Top ten lists at year’s end are always subjective, to be sure, but some lists seem rather obviously out of whack at first glance. Politico’s “Top 10 political blunders of 2011” is one of those lists that is glaring for what isn’t present as opposed to what is. And what isn’t seems to bespeak that Politico wanted to avoid focusing on Democrat failures in a year when there are so many Democrat failures.

Politico bills this list as one of the “worst political strategic decisions” of 2011. Strangely enough, this list contains fully seven GOP “blunders” yet only three Democrat goofs. Some of the GOP blunders are also questionable for any top ten list considering what is missing from the thing.

First we need a rundown on what is on this list, and the order in which Politico places them.


  • Obama pivots to deficits
  • Republicans vote on the Ryan budget
  • Tim Pawlenty bets it all on Ames
  • Mitt Romney hides
  • Rick Perry debates
  • Jon Huntsman returns from China
  • Mr. Daley goes to Washington
  • Mitch and Haley stay home
  • Dems pick Charlotte
  • John Kasich pushes S.B. 5

Isn’t it fascinating that some of these “top blunders” did not actually result in a major reversal of great import of some type or another? Take the Jon Huntsman point, for instance. Jon Huntsman is not consequential and his decision to enter the GOP primary race instead of staying in China is not going to make much difference to anyone, anywhere. The Mitch Daniels point is also specious for such a list as Daniel’s decision to sit out 2012 did not necessarily end his career. Further the blunder of Democrats picking Charlotte, North Carolina, while certainly a messy proposition fraught with mistakes, is hardly any kind of end of the world goof, is it?

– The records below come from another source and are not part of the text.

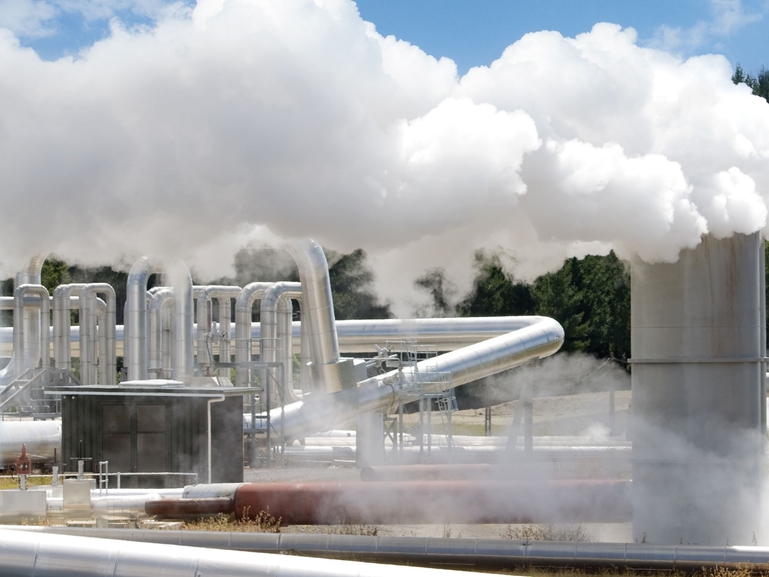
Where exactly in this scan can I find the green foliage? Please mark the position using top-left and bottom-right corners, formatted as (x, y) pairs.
(40, 258), (72, 292)
(414, 268), (456, 317)
(532, 252), (630, 359)
(68, 266), (128, 325)
(325, 249), (392, 320)
(415, 251), (630, 359)
(732, 64), (769, 101)
(456, 250), (535, 317)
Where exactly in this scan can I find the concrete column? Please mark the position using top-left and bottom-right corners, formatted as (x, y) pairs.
(631, 234), (766, 545)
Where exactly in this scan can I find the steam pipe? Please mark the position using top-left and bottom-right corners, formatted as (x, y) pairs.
(285, 239), (355, 393)
(123, 256), (194, 381)
(123, 256), (160, 381)
(0, 530), (484, 577)
(13, 284), (51, 378)
(270, 317), (563, 438)
(80, 283), (117, 385)
(197, 285), (240, 369)
(145, 481), (632, 525)
(24, 527), (769, 571)
(53, 283), (85, 371)
(0, 316), (568, 360)
(148, 287), (175, 378)
(235, 282), (272, 387)
(259, 282), (302, 402)
(14, 253), (48, 377)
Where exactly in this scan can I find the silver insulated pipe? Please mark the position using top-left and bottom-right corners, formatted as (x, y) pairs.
(197, 285), (240, 371)
(270, 316), (564, 439)
(79, 283), (117, 385)
(235, 282), (272, 387)
(123, 256), (195, 381)
(13, 284), (51, 378)
(0, 530), (486, 577)
(259, 282), (302, 403)
(285, 239), (355, 393)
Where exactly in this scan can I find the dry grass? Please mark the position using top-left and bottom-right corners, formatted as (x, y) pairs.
(501, 524), (592, 544)
(0, 475), (53, 490)
(322, 525), (379, 537)
(180, 511), (280, 533)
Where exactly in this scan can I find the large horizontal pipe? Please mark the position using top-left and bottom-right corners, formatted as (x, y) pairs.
(146, 481), (631, 525)
(0, 530), (486, 577)
(19, 527), (769, 571)
(0, 316), (560, 357)
(270, 316), (564, 439)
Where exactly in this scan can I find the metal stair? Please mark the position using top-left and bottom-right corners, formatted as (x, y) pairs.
(0, 367), (82, 414)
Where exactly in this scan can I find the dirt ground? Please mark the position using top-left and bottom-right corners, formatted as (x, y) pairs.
(244, 391), (632, 542)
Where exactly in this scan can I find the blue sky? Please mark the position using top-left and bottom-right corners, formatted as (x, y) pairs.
(6, 0), (769, 73)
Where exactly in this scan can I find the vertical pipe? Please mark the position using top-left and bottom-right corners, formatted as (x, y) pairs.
(123, 256), (194, 380)
(259, 282), (302, 402)
(235, 282), (272, 387)
(123, 256), (160, 381)
(14, 253), (48, 376)
(148, 288), (174, 378)
(13, 284), (51, 378)
(196, 285), (241, 373)
(285, 239), (355, 393)
(80, 283), (117, 385)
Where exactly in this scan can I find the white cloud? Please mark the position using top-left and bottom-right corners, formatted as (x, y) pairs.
(0, 5), (769, 310)
(0, 0), (187, 38)
(0, 0), (58, 37)
(650, 0), (767, 52)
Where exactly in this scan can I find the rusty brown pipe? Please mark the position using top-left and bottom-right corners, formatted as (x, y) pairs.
(235, 481), (631, 525)
(144, 497), (235, 521)
(360, 464), (496, 482)
(145, 481), (631, 525)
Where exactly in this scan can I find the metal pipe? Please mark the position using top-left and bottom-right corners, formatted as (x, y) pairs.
(146, 481), (632, 525)
(123, 256), (194, 381)
(197, 285), (240, 371)
(0, 312), (568, 358)
(14, 253), (48, 376)
(80, 283), (117, 385)
(147, 287), (175, 378)
(53, 283), (85, 371)
(123, 256), (161, 381)
(259, 282), (302, 402)
(270, 317), (563, 439)
(0, 530), (486, 577)
(285, 239), (355, 393)
(168, 261), (195, 380)
(13, 284), (51, 378)
(235, 282), (273, 387)
(27, 527), (769, 571)
(206, 395), (224, 484)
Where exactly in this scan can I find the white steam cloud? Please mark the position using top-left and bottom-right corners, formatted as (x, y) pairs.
(0, 0), (769, 310)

Now let’s talk about what is not on that list. Solyndra is not on that list. How can this be? This is a political blunder of epic proportions. Even the left-wing Washington Post is saying that the decision supposedly based on science and good economics was instead “infused with politics at every level.” Millions of tax dollars were thrown away during the worst economic downturn since the Great Depression at a failing company just to suit Obama’s desire to tout his fantasy of “green jobs.”

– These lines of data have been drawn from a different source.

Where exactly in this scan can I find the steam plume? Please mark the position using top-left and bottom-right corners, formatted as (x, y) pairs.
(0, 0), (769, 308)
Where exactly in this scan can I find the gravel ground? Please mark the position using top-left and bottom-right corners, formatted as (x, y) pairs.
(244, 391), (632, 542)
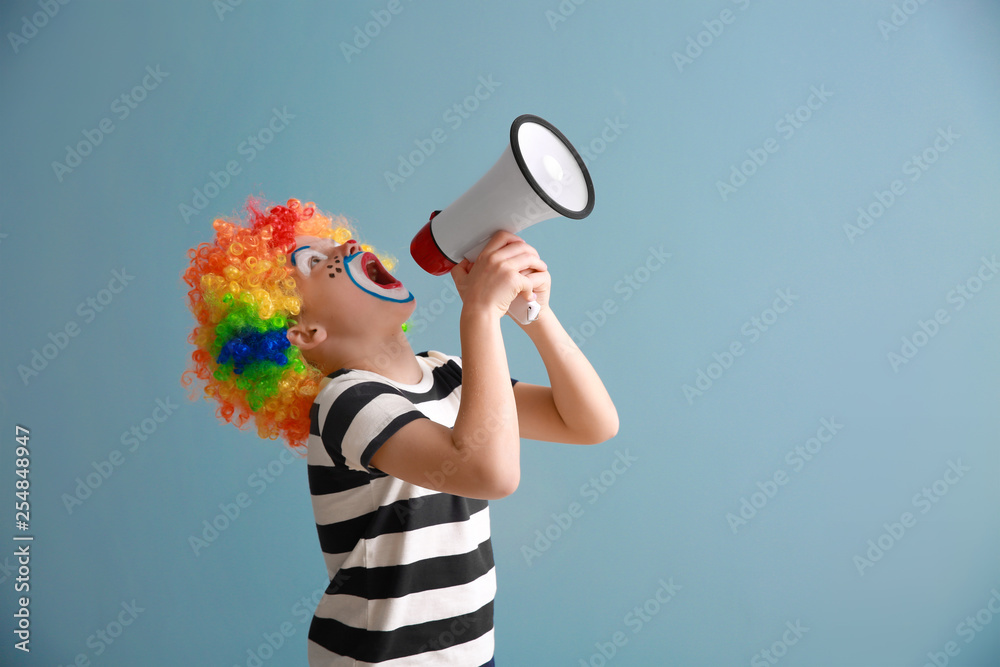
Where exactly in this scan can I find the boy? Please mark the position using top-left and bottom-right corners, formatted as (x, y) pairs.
(182, 201), (618, 667)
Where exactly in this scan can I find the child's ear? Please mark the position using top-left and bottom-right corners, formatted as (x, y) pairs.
(287, 322), (326, 350)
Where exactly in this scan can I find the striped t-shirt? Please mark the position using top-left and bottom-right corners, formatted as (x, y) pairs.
(308, 352), (496, 667)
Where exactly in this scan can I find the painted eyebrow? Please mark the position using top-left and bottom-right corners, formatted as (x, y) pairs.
(291, 245), (312, 266)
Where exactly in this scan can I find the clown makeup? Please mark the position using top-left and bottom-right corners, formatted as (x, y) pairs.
(291, 245), (330, 278)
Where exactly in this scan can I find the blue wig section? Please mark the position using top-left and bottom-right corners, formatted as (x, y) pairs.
(216, 329), (291, 374)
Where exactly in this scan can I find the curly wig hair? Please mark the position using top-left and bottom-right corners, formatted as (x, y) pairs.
(181, 197), (393, 449)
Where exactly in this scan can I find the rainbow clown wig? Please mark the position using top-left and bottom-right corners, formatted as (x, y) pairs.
(182, 197), (394, 448)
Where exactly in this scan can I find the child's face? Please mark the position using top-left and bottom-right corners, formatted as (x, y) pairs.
(291, 236), (415, 331)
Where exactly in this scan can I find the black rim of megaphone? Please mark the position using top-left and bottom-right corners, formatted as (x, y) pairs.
(510, 114), (594, 220)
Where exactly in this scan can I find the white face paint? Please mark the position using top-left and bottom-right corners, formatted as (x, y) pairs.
(292, 245), (329, 278)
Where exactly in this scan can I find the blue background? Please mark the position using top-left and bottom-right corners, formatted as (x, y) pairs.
(0, 0), (1000, 667)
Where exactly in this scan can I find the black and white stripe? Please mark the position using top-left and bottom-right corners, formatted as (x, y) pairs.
(308, 352), (496, 667)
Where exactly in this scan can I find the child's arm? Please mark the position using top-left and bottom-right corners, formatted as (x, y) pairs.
(371, 233), (546, 499)
(514, 306), (618, 445)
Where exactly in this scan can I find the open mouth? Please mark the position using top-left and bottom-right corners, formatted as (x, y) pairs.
(344, 252), (413, 302)
(361, 252), (403, 289)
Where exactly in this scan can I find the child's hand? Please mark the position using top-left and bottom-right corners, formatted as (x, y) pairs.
(451, 231), (551, 318)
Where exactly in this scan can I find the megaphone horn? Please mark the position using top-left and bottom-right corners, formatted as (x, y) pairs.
(410, 114), (594, 324)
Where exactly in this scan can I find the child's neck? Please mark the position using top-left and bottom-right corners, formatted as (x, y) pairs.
(331, 329), (423, 384)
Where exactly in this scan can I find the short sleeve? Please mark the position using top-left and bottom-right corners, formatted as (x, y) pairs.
(423, 352), (517, 387)
(316, 380), (426, 474)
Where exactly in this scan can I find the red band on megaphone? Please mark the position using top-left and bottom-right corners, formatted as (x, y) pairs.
(410, 211), (455, 276)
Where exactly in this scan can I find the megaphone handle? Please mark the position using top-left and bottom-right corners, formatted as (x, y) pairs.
(507, 294), (542, 324)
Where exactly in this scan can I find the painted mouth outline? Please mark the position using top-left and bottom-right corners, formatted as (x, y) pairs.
(361, 252), (403, 289)
(344, 251), (413, 303)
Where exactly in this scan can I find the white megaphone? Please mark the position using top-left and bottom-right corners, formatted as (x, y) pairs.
(410, 115), (594, 324)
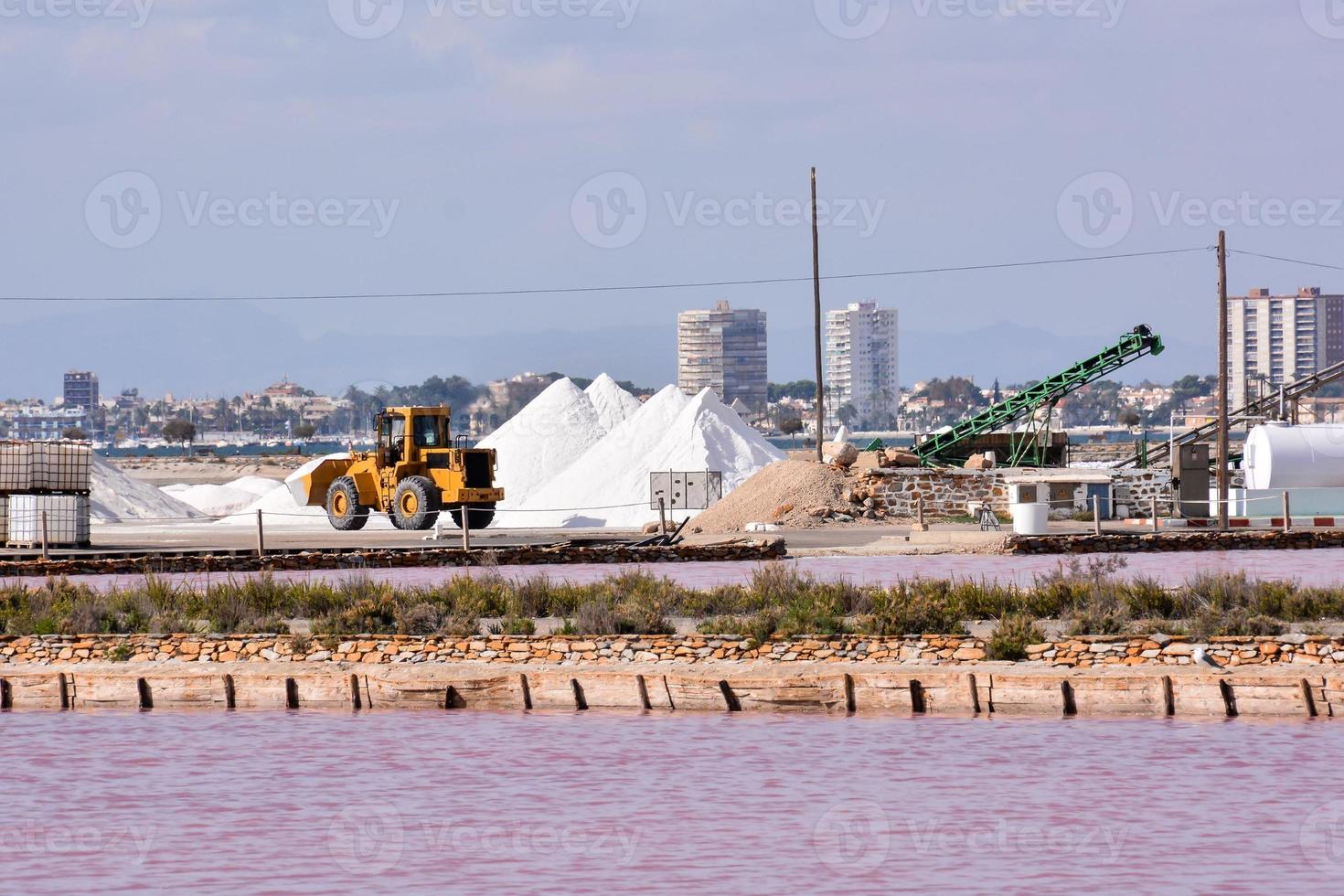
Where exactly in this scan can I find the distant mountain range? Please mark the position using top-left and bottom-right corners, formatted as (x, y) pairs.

If you don’t want to pick Solyndra, why you can reach for the debacle of Fast And Furious for inclusion on such a list. Here we have a program that was supposed to track guns used by Mexican narco-terrorists so that these evil cretins could be ferreted out deep in Mexico. Instead, thousands of American guns sold to these criminals right here in America were lost in the Mexican interior and then were turned to kill hundreds of Mexicans and perhaps two U.S. law enforcement officers. Then, making matters worse, U.S. Attorney General Eric Holder — an Obama appointee — has lied repeatedly about what he knew about the program and when he knew it. Now over 90 government officials are calling for Holder’s resignation. If this isn’t a major political blunder, what is? This has made Eric Holder an embattled Attorney General at the least, yet, it merits no spot on this top ten blunder list.

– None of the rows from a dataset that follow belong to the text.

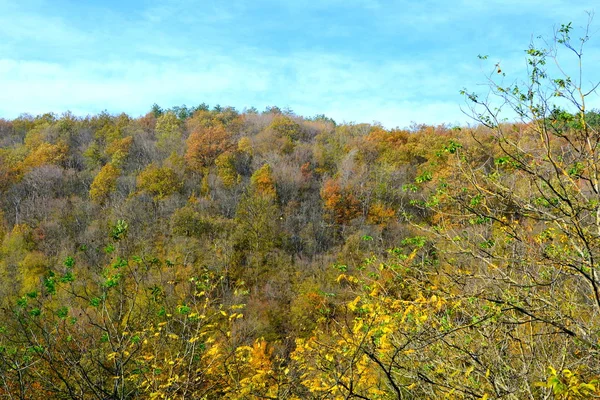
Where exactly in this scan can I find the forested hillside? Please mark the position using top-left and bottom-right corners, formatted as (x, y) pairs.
(0, 22), (600, 399)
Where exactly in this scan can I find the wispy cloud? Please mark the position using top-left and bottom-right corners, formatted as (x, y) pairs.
(0, 0), (597, 127)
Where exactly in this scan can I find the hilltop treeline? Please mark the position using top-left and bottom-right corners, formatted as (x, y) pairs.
(0, 26), (600, 399)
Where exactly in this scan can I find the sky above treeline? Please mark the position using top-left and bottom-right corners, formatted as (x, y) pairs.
(0, 0), (600, 128)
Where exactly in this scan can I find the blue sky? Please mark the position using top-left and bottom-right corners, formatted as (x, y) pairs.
(0, 0), (600, 127)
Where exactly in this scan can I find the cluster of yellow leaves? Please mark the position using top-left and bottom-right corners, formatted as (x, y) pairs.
(250, 164), (277, 198)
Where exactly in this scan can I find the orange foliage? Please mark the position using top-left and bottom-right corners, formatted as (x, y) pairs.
(90, 164), (121, 204)
(185, 124), (234, 171)
(321, 179), (361, 224)
(250, 164), (276, 197)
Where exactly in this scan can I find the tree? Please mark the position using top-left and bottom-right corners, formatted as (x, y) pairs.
(90, 163), (121, 204)
(424, 17), (600, 398)
(185, 124), (234, 172)
(137, 164), (183, 200)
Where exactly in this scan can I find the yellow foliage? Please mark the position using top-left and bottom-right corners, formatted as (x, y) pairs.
(90, 164), (121, 204)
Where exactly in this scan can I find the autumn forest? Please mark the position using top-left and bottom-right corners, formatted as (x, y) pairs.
(0, 25), (600, 400)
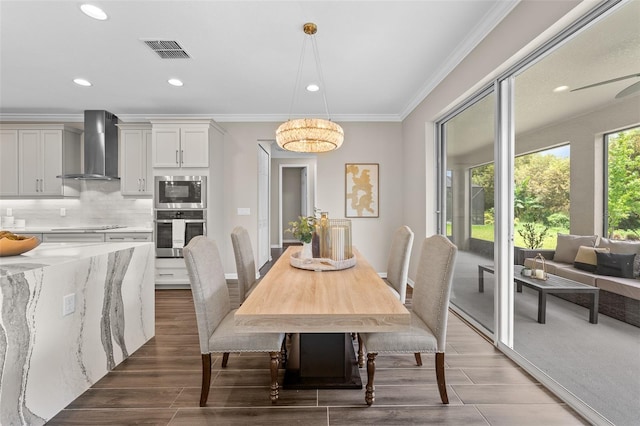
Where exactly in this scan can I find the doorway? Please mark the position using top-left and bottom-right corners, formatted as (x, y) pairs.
(278, 164), (313, 247)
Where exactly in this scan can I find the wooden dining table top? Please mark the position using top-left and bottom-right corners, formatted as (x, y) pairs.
(235, 246), (411, 333)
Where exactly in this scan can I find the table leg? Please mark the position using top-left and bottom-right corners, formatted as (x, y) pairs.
(538, 290), (547, 324)
(282, 333), (362, 389)
(589, 291), (600, 324)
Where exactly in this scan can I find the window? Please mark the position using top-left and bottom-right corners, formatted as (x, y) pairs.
(604, 127), (640, 240)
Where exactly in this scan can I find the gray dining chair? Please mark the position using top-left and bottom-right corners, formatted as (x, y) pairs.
(231, 226), (258, 305)
(183, 235), (284, 407)
(360, 235), (458, 405)
(358, 225), (413, 367)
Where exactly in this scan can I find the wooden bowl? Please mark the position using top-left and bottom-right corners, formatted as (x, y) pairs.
(0, 237), (40, 257)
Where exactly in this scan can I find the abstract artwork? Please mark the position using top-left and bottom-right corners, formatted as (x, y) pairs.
(344, 163), (379, 217)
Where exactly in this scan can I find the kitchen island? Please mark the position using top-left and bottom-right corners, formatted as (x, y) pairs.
(0, 242), (155, 425)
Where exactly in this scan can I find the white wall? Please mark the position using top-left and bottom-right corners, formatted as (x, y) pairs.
(219, 123), (403, 274)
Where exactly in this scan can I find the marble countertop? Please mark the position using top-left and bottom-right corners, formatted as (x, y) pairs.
(2, 225), (153, 234)
(0, 242), (152, 277)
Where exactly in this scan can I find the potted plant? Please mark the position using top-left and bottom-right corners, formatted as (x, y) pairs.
(285, 216), (316, 259)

Another thing missing is GOP House Speaker John Boehner’s blunder with the recent tax fight that seemed to show that he had no control over his own majority in the House of Representatives, revealing him to be somewhat hapless. I’d think that blunder outweighs anything Jon Huntsman could do and it is most certainly a worse blunder than Rick Perry’s debating style in import to the country

I’d also like to assign a bad strategic decision to Obama’s Osawatomie, Kansas speech that he disgorged onto the nation, a speech so filled with class warfare and the un-presidential, overly harsh rhetoric. Also, where is Anthony Weiner on this list? Weiner went from one of the most up-and-coming, young Democrats in Congress to a resigned disgrace over his decision to claim that his Internet account was hacked instead of admitting that he sent nudie pictures of himself to some young woman clear across the country. It totally torpedoed his bid to step from Congress to higher office and greater fame. That seems like a major strategic blunder to me. How about you?

While I agree with the Kasich example — his effort to mirror Wisconsin Governor Scott Walker’s success at paring down union power was a major legislative abortion — I should say that the Democrat’s efforts to recall all sorts of GOP officials in Wisconsin is a bigger failure. Not to mention the idiotic flee-bagging engaged in by Indiana and Wisconsin Democrats during Walker and Indiana Gov. Mitch Daniel’s efforts to enact those same fiscally sane measures. Democrat’s fleeing their states early this year to attempt to hamper Republicans efforts to cut state budgets was a huge strategic flop and likely led to their inability to recall Republicans in Wisconsin. It may also lead to stronger GOP support in both Indiana and Wisconsin.

In any case, I could go on and on with blunders that occurred in 2011 that Politico ignored, but I think you get the picture. Granted it is hard to settle on a mere ten examples of any top blunders, but it just seems that some of the “top blunders” Politico chose are not so consequential as those they left off the list.